I am an absolute sucker for voice and guitar albums that I cannot help but love Gloria Reuben’s album ‘For All We Know,’ with guitarist Marty Ashby. I know and remember her from television series E.R. even though I never really watched that show, I knew that she sang jazz so I was looking forward to hearing this album, which was released Valentine’s Day (that seems like so long ago)
There is a good set of songs here, and Reuben’s breathy vocals match them well. Ashby’s guitar is exquisite, and I find myself listening to him on some tracks. The album is very introspective, and in these times is a welcome treat. It’s a bit of a ‘late night’ feel, though, and did not really match by morning walk to work.

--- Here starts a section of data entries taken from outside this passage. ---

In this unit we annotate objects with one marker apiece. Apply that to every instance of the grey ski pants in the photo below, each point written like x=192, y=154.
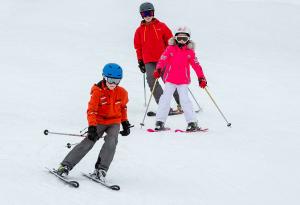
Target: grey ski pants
x=107, y=151
x=150, y=67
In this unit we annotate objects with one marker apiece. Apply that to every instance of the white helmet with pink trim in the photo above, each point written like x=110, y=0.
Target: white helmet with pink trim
x=183, y=29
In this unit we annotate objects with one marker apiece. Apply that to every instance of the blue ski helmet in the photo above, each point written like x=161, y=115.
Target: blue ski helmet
x=112, y=70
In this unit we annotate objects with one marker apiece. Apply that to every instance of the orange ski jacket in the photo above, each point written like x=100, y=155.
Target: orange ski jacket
x=107, y=106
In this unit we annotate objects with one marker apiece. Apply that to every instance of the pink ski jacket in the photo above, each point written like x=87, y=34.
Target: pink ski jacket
x=177, y=61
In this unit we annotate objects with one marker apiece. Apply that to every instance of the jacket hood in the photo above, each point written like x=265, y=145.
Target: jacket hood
x=190, y=45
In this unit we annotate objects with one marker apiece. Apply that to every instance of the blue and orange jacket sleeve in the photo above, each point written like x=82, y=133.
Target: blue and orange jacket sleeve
x=124, y=106
x=138, y=44
x=92, y=111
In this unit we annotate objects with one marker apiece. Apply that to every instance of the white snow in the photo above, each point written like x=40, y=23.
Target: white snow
x=53, y=51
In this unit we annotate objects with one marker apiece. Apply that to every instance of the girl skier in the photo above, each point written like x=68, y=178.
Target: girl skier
x=176, y=61
x=106, y=110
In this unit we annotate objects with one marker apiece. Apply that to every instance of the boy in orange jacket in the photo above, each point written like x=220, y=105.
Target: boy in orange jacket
x=106, y=111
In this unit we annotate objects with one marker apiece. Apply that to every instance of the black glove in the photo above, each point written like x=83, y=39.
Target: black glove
x=142, y=66
x=92, y=133
x=126, y=128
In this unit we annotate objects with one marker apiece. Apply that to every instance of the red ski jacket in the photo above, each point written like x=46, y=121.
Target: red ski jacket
x=150, y=40
x=107, y=106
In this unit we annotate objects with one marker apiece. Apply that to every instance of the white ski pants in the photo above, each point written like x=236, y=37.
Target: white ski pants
x=165, y=100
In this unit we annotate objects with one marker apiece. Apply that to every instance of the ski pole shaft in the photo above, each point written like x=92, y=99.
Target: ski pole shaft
x=142, y=123
x=228, y=123
x=145, y=103
x=46, y=132
x=199, y=108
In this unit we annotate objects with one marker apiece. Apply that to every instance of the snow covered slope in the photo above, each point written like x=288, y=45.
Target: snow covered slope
x=53, y=51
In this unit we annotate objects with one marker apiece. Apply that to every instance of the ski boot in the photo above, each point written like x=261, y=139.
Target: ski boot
x=159, y=125
x=63, y=170
x=99, y=174
x=192, y=126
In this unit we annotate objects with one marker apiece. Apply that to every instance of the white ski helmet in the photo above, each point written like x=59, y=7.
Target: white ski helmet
x=183, y=29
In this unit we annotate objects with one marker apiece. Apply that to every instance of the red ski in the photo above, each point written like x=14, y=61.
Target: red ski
x=198, y=130
x=153, y=130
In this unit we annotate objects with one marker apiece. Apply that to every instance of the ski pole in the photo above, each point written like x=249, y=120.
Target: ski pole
x=228, y=123
x=69, y=145
x=142, y=123
x=145, y=90
x=46, y=132
x=199, y=108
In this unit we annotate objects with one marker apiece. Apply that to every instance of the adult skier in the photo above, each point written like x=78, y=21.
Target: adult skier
x=106, y=111
x=176, y=60
x=150, y=40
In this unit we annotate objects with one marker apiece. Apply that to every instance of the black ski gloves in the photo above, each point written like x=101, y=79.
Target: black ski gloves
x=92, y=133
x=142, y=66
x=126, y=128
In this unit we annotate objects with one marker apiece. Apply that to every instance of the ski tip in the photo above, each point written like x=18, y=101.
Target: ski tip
x=150, y=130
x=115, y=187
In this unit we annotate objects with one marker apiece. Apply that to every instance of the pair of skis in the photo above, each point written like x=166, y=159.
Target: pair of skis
x=178, y=130
x=75, y=184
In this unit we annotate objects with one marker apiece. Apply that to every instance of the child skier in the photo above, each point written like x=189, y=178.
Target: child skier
x=150, y=40
x=176, y=60
x=106, y=110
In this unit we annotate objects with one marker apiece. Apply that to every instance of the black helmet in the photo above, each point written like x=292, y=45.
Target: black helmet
x=146, y=7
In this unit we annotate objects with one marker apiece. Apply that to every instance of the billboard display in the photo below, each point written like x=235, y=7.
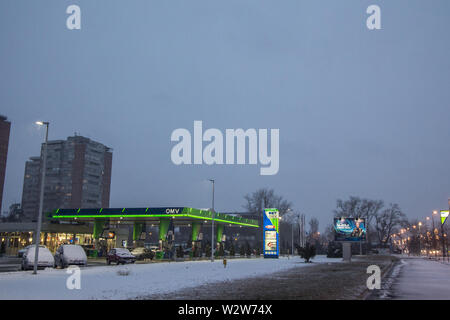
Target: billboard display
x=349, y=229
x=271, y=237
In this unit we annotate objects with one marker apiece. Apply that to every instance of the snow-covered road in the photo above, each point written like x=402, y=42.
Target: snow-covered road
x=142, y=280
x=422, y=279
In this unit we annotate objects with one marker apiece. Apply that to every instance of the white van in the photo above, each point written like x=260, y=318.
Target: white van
x=45, y=258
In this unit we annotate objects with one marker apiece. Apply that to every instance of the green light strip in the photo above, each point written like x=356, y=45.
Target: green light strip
x=156, y=216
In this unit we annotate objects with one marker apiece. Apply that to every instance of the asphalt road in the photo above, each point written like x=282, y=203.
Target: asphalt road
x=416, y=278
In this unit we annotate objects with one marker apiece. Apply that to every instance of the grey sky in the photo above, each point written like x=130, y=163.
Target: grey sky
x=360, y=112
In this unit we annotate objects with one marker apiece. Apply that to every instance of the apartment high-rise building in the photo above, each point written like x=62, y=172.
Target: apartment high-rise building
x=5, y=128
x=78, y=175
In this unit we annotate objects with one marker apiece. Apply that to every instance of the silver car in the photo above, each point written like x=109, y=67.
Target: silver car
x=45, y=258
x=70, y=254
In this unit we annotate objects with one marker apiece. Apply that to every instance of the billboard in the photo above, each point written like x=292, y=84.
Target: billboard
x=270, y=229
x=349, y=229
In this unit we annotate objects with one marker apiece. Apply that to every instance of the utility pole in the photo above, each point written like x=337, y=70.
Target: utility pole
x=212, y=224
x=37, y=236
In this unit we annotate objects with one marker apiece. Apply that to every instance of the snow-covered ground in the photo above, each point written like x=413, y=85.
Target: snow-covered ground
x=422, y=279
x=142, y=279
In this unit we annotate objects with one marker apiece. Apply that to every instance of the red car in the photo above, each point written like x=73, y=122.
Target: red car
x=120, y=255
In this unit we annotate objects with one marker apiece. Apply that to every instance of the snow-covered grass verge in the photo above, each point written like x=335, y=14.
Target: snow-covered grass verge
x=131, y=281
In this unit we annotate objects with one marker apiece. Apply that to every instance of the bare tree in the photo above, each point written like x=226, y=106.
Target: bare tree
x=265, y=198
x=387, y=221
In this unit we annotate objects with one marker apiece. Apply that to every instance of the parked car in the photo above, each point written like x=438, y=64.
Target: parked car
x=70, y=254
x=120, y=255
x=45, y=258
x=142, y=253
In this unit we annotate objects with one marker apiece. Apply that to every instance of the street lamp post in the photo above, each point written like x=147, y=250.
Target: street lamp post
x=420, y=239
x=434, y=235
x=37, y=237
x=212, y=224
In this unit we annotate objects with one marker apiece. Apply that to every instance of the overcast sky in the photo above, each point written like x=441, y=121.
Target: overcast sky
x=360, y=112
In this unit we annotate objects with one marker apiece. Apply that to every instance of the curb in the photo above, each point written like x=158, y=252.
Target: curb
x=367, y=293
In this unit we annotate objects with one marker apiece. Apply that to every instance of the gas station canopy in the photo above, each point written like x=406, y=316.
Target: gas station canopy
x=180, y=215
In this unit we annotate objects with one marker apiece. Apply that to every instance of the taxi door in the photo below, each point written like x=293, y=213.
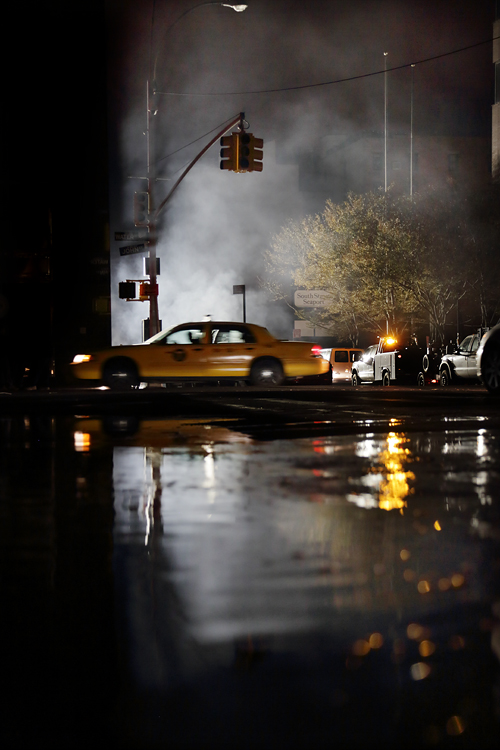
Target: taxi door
x=232, y=350
x=181, y=353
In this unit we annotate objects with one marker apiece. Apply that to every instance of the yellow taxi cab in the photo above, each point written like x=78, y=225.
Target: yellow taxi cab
x=203, y=351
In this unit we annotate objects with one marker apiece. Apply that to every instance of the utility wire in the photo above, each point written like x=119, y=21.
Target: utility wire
x=195, y=141
x=338, y=80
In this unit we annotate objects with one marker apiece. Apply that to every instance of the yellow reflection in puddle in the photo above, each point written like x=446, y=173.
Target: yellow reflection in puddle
x=395, y=487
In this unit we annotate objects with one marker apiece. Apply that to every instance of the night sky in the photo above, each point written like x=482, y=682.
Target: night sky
x=78, y=80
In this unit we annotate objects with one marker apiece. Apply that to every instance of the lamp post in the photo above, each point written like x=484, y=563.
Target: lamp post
x=411, y=131
x=385, y=121
x=154, y=322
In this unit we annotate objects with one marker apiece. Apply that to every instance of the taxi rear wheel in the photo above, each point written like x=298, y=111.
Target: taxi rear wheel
x=120, y=374
x=266, y=372
x=444, y=378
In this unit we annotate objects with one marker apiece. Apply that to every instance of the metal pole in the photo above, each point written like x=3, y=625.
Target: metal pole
x=385, y=121
x=154, y=322
x=411, y=132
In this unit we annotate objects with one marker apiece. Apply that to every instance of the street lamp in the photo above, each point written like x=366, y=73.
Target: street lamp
x=385, y=121
x=154, y=322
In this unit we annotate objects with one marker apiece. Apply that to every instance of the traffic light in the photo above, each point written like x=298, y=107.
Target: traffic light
x=229, y=152
x=255, y=154
x=126, y=290
x=141, y=209
x=241, y=152
x=244, y=152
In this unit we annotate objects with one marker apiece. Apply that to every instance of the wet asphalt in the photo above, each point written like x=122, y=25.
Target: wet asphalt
x=235, y=567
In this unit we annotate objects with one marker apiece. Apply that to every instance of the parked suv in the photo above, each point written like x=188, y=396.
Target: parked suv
x=362, y=370
x=461, y=365
x=488, y=360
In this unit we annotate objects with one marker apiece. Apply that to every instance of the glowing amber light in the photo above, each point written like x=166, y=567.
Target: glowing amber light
x=420, y=670
x=376, y=640
x=423, y=587
x=457, y=642
x=82, y=442
x=361, y=647
x=395, y=488
x=455, y=725
x=414, y=631
x=426, y=648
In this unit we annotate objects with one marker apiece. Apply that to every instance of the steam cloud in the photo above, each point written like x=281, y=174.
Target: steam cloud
x=217, y=224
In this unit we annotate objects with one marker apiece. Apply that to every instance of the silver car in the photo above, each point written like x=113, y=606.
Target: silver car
x=363, y=371
x=488, y=360
x=461, y=365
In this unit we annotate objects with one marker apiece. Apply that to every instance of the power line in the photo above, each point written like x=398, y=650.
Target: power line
x=338, y=80
x=195, y=140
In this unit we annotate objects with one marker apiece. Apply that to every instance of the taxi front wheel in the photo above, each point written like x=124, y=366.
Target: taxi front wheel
x=120, y=374
x=266, y=372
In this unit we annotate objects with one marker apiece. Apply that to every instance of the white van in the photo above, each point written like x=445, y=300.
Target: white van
x=341, y=360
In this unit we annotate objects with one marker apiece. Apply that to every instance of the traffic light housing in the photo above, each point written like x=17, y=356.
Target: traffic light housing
x=253, y=152
x=141, y=209
x=229, y=152
x=126, y=290
x=241, y=152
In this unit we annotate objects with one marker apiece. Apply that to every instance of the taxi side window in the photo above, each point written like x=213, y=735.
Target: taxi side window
x=231, y=334
x=185, y=336
x=342, y=356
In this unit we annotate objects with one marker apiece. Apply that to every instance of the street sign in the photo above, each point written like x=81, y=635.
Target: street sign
x=312, y=298
x=133, y=249
x=132, y=234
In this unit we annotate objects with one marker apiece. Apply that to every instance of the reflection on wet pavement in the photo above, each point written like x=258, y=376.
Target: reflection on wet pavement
x=223, y=591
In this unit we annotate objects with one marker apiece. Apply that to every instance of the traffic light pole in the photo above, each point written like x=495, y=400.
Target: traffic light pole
x=237, y=120
x=154, y=319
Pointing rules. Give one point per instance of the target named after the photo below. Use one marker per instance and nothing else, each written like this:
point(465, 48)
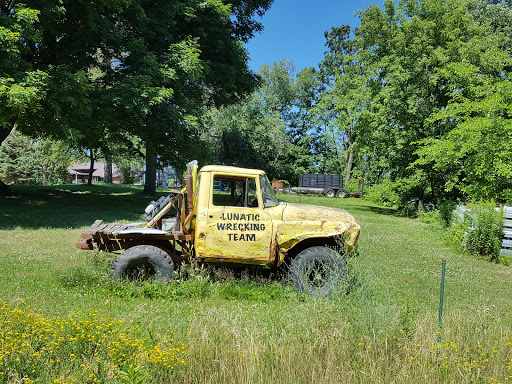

Janet Dacal was playing Dina in the touring company of ‘The Band’s Visit’ when Covid 19 hit. Around the same time, she released her solo album ‘My Standards,’ from Ghostlight Records. The album is a collection of her favorite standards, done ‘her way,’ which marries a lot of her Cuban roots into the songs. What better day than Cinco de Mayo, especially now that we can only virtually party, to play this record. There used to be a time, in the mid century, when singers like Doris Day and Julie London would record Latin-themed albums. Dacal tries to bring that back here, and she is successful at it. I have heard some of these songs millions of times by now so any fresh take on it would be very welcome. Take ‘I Got rhythm’ for example – she does an explosive salsa version of this, and it works fantastically – this will get people to run quickly to the dance floor. Her improvisations are as great a match to the song as any jazz riff to it. She sings ‘Sabor A Mi’ both in English and Spanish and though I appreciate it more in its original form, I like the breathy arrangement of the English version (‘Be True To Me’) Songs like ‘Orange Coloured Sky’ and ‘It Don’t Mean A Thing’ sound more alive than ever. So grab your home version of a Margarita and luxuriate in the Latin rhythms of this album today. i bet your hips will start swaying.,
I’ve been listening to Ann Hampton Callaway for a good part of my life now that whenever I see her show, I kind of know what to expect. But I find that she can still surprise me in the best way. 54 Below At Home recently streamed her show ‘The Linda Ronstadt Songbook’ which was filmed from September 2018 and I was very glad they did because I have not seen this particular show of hers. I have always loved her and her singing standards (and her brilliant compositions) but in this show, she sings a lot of pop, even rock and roll , songs and she is just as effective, There’s a lot to mine in Rionstadt’s repertoire, ands she extracted some of the best songs. I loved her vibrant and rocking ‘You’re No Good,’ and she pairs this with the story that Linda used to sing this show live before putting it in one of her albums, and when it became a hit, started a trend of ‘reviving’ old rock and roll songs sung Linda’s way. You appreciate it more as she segues into singing ‘Blue Bayou,’ which of course Linda covers from an old Roy Orbison hit. And some of the best spots on the show is her duet with her friend Billy Stritch (who does great piano duty here) singing Linda’s two famous duets, ‘Don’t Know Much,’ and ‘Somewhere Out There.’ By the time she wrapped the show singing ‘Desperado,’ you realize how great she is honoring the music, and me wanting to listen to Linda’s originals. (It made want to add Linda’s Greatest Hits to my Spotify playlists!)